Hi! Could anyone help me identifying the two pieces attached. Knowing the meaning (and related dates) of the marks would be great!
If the bottom two images show the same piece, they are almost sufficient. A side view of the foot might help verify age.
Please upload more images of the top one. One is not enough. And please upload in a separate post.
The interior decoration of the yellow bowl looks as if it could be from Longquan kiln, but not sure because yellow glazes were not plenty. If it is it might not be from the main kiln.
The age depends on the shape of the foot rim, and for this it is necessary to see the outer shape of the foot rim. As it is now it could be anything from the Song dynasty to the Ming dynasty.
Thanks peterp! I attach here more images of the yellow bowl. I will create a new post for the white ceramic.
Some additional images
Thanks for the additional images. Considering glaze and foot rim shape I would think either Song or Early Ming. The foot rim shape is not a typical Yuan shape, nor is the glazing.
Again, it could be yellow Longquan ware but possibly not from the main kils. (The Longquan kiln system consisted of the main kiln and a great number of peripheral kilns.
Thanks so much for your input! Just one last question, do you know what the writing at the foot may indicate (e.g. authorship, ownership, a short poem, etc)?

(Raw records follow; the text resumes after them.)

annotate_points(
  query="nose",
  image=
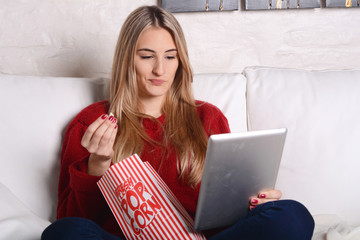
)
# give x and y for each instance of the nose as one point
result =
(159, 68)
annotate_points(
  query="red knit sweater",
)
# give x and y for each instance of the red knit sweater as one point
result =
(79, 195)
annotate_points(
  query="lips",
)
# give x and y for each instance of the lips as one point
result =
(157, 82)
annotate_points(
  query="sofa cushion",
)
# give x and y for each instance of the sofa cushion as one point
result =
(320, 109)
(18, 222)
(36, 111)
(227, 92)
(34, 114)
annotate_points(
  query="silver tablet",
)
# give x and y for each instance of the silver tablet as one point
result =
(237, 166)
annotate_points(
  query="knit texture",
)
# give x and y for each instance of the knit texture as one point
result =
(79, 195)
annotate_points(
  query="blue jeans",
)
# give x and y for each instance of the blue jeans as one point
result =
(285, 219)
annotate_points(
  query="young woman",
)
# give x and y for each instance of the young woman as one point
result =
(156, 116)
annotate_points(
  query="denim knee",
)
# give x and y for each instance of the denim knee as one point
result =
(70, 228)
(288, 218)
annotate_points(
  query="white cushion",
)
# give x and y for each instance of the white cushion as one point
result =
(17, 222)
(227, 92)
(320, 165)
(34, 114)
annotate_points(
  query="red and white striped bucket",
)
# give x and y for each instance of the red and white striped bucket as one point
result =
(143, 204)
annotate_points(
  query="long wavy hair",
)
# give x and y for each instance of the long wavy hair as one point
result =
(183, 130)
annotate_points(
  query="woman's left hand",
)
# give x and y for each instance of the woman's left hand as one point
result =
(265, 196)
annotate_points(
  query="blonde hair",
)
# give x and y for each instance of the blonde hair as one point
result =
(183, 130)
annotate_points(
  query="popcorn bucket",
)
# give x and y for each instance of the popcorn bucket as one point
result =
(143, 204)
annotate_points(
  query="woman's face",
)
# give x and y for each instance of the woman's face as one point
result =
(156, 62)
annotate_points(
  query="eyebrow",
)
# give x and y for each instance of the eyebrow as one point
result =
(152, 51)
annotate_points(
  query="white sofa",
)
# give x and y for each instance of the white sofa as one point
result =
(321, 160)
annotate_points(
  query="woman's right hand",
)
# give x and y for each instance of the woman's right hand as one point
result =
(99, 140)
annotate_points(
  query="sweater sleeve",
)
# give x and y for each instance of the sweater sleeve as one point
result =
(78, 195)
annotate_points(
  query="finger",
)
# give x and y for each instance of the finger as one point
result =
(85, 141)
(270, 194)
(108, 139)
(101, 136)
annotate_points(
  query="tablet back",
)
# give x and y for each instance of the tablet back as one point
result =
(237, 166)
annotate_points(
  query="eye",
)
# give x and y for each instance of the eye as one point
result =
(146, 57)
(170, 57)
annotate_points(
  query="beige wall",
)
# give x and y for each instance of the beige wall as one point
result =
(77, 37)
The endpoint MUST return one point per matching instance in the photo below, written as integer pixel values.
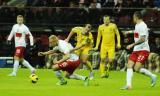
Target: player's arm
(70, 35)
(65, 57)
(48, 52)
(118, 37)
(143, 32)
(30, 37)
(91, 38)
(11, 34)
(141, 40)
(78, 47)
(98, 38)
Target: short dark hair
(89, 26)
(20, 16)
(138, 14)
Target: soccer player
(154, 61)
(20, 32)
(107, 32)
(68, 63)
(83, 35)
(140, 52)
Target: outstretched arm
(70, 35)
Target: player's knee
(103, 60)
(136, 69)
(110, 61)
(67, 76)
(54, 67)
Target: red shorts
(19, 52)
(69, 66)
(139, 56)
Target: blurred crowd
(83, 3)
(66, 12)
(66, 16)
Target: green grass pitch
(46, 86)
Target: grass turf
(46, 86)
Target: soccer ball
(33, 78)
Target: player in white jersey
(20, 32)
(68, 63)
(140, 52)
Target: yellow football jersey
(82, 37)
(107, 33)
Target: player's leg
(85, 60)
(129, 74)
(58, 74)
(26, 64)
(138, 67)
(103, 54)
(150, 59)
(70, 67)
(157, 62)
(17, 57)
(111, 55)
(117, 59)
(15, 66)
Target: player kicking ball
(68, 63)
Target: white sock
(146, 72)
(129, 76)
(26, 64)
(76, 76)
(15, 66)
(59, 75)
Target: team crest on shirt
(136, 35)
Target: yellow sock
(89, 66)
(102, 68)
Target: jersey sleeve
(76, 30)
(11, 34)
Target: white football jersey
(20, 32)
(141, 29)
(65, 48)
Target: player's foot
(126, 88)
(105, 75)
(154, 79)
(33, 71)
(123, 69)
(86, 81)
(12, 74)
(91, 76)
(64, 82)
(157, 70)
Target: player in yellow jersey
(107, 32)
(85, 41)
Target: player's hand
(66, 40)
(130, 46)
(32, 48)
(9, 42)
(41, 54)
(95, 49)
(118, 46)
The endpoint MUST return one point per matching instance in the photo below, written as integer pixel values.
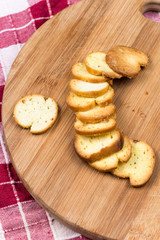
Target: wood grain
(97, 205)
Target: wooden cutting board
(95, 204)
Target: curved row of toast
(98, 141)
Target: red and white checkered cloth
(20, 216)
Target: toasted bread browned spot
(126, 61)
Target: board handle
(148, 5)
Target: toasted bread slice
(36, 112)
(106, 98)
(105, 164)
(79, 71)
(126, 61)
(93, 129)
(125, 153)
(96, 64)
(78, 103)
(140, 166)
(111, 162)
(97, 147)
(96, 114)
(86, 89)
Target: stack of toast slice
(98, 140)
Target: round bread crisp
(79, 71)
(87, 89)
(140, 166)
(36, 112)
(97, 114)
(96, 64)
(126, 61)
(93, 129)
(97, 147)
(111, 162)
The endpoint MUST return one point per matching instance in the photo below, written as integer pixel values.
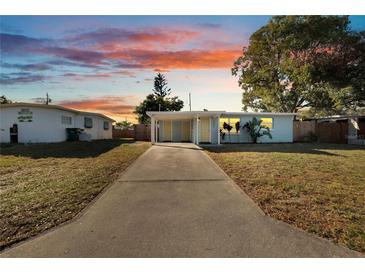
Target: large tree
(303, 61)
(159, 100)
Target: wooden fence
(321, 131)
(139, 132)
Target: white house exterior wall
(46, 125)
(282, 131)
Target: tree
(4, 100)
(295, 62)
(256, 130)
(158, 101)
(160, 86)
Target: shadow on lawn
(307, 148)
(63, 150)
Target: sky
(107, 64)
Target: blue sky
(107, 63)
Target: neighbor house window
(106, 125)
(88, 122)
(66, 120)
(267, 122)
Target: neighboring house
(41, 123)
(207, 126)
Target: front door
(14, 134)
(204, 134)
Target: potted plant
(256, 130)
(228, 127)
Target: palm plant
(256, 130)
(228, 127)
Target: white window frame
(64, 118)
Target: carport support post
(153, 124)
(197, 130)
(219, 135)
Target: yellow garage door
(185, 129)
(167, 130)
(204, 130)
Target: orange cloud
(117, 107)
(185, 59)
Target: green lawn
(318, 188)
(42, 186)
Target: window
(106, 125)
(88, 122)
(230, 121)
(267, 122)
(66, 120)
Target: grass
(43, 185)
(318, 188)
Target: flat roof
(194, 114)
(55, 107)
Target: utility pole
(190, 101)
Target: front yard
(318, 188)
(42, 186)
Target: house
(207, 126)
(41, 123)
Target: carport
(185, 126)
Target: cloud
(107, 39)
(209, 25)
(18, 44)
(185, 59)
(27, 67)
(124, 73)
(73, 54)
(117, 107)
(19, 78)
(215, 57)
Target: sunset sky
(107, 63)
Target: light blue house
(207, 126)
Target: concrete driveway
(174, 201)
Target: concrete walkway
(174, 201)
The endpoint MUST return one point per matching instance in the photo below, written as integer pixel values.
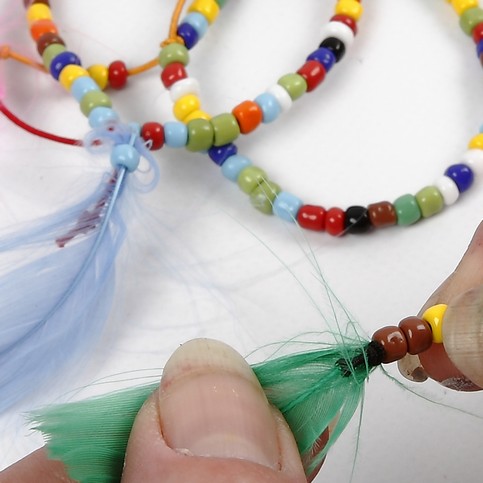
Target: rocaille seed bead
(418, 334)
(200, 135)
(382, 214)
(117, 74)
(248, 115)
(294, 84)
(334, 221)
(462, 175)
(286, 206)
(263, 196)
(407, 210)
(356, 220)
(250, 177)
(430, 201)
(153, 133)
(100, 73)
(335, 45)
(393, 341)
(312, 217)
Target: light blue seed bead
(175, 134)
(125, 155)
(198, 22)
(269, 105)
(82, 86)
(233, 165)
(286, 206)
(100, 116)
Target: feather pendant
(54, 304)
(314, 391)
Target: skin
(209, 421)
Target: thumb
(210, 422)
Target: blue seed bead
(286, 206)
(198, 22)
(100, 116)
(82, 86)
(125, 156)
(219, 154)
(324, 56)
(175, 134)
(462, 175)
(188, 34)
(62, 60)
(269, 105)
(233, 165)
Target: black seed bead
(335, 45)
(357, 220)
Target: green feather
(312, 390)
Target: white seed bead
(448, 189)
(282, 96)
(474, 159)
(184, 87)
(340, 31)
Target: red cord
(37, 132)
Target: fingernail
(211, 404)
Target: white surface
(389, 119)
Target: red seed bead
(382, 214)
(478, 33)
(311, 217)
(313, 72)
(117, 74)
(418, 334)
(153, 132)
(350, 22)
(249, 116)
(334, 221)
(393, 341)
(173, 73)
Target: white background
(388, 120)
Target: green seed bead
(50, 53)
(294, 84)
(200, 135)
(407, 210)
(94, 99)
(226, 129)
(250, 178)
(470, 19)
(173, 53)
(430, 201)
(263, 195)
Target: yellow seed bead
(70, 73)
(351, 8)
(461, 6)
(100, 73)
(434, 317)
(476, 142)
(207, 8)
(38, 11)
(185, 105)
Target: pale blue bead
(233, 165)
(175, 134)
(125, 155)
(269, 105)
(83, 85)
(286, 206)
(100, 116)
(198, 22)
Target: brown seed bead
(393, 341)
(382, 214)
(418, 334)
(47, 39)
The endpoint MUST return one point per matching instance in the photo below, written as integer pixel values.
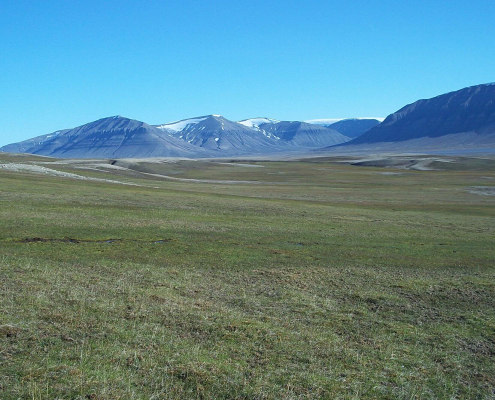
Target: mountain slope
(354, 127)
(469, 111)
(108, 137)
(302, 134)
(214, 132)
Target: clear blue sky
(64, 63)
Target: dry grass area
(320, 279)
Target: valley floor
(319, 278)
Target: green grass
(323, 280)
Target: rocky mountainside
(110, 137)
(354, 127)
(469, 112)
(214, 132)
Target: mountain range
(206, 136)
(461, 120)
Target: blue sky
(65, 63)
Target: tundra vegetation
(247, 279)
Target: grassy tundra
(247, 280)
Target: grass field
(247, 280)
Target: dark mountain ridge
(468, 110)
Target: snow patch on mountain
(254, 123)
(180, 125)
(330, 121)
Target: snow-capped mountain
(354, 127)
(296, 134)
(108, 137)
(178, 126)
(255, 123)
(217, 133)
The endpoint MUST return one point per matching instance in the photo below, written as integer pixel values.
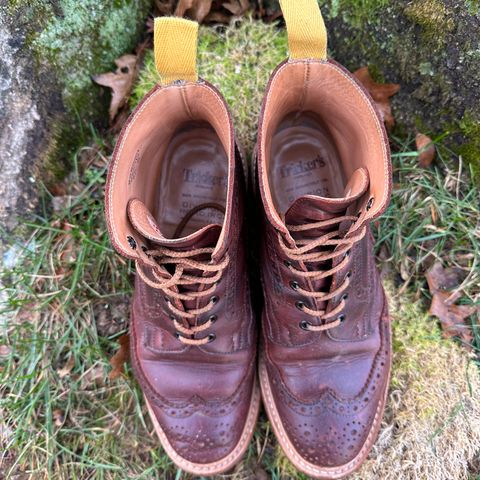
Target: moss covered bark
(65, 42)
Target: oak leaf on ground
(121, 81)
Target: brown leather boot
(324, 174)
(174, 205)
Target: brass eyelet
(131, 241)
(304, 325)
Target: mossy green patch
(433, 16)
(85, 39)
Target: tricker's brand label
(302, 166)
(202, 177)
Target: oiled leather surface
(329, 386)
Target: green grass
(60, 415)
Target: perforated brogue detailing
(215, 442)
(332, 430)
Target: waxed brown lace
(183, 260)
(306, 250)
(166, 282)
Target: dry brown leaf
(67, 368)
(5, 351)
(120, 81)
(120, 357)
(94, 377)
(453, 318)
(426, 150)
(380, 92)
(195, 9)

This black writing on the bottom of such bowls is most often encountered on burial ware, although occasionally it tells whose it was or to whom it was given. I cannot read all characters of this.
I actually know that the characters (reading from top to bottom and left to right) means ? - ? - heart - bucket - flower, but I am not sure how to take that...
That is the problem. The characters you marked with question marks may be essential to understand the overall meaning or purpose of this. The readable characters do not have any meaning, it seems, and are not a name either.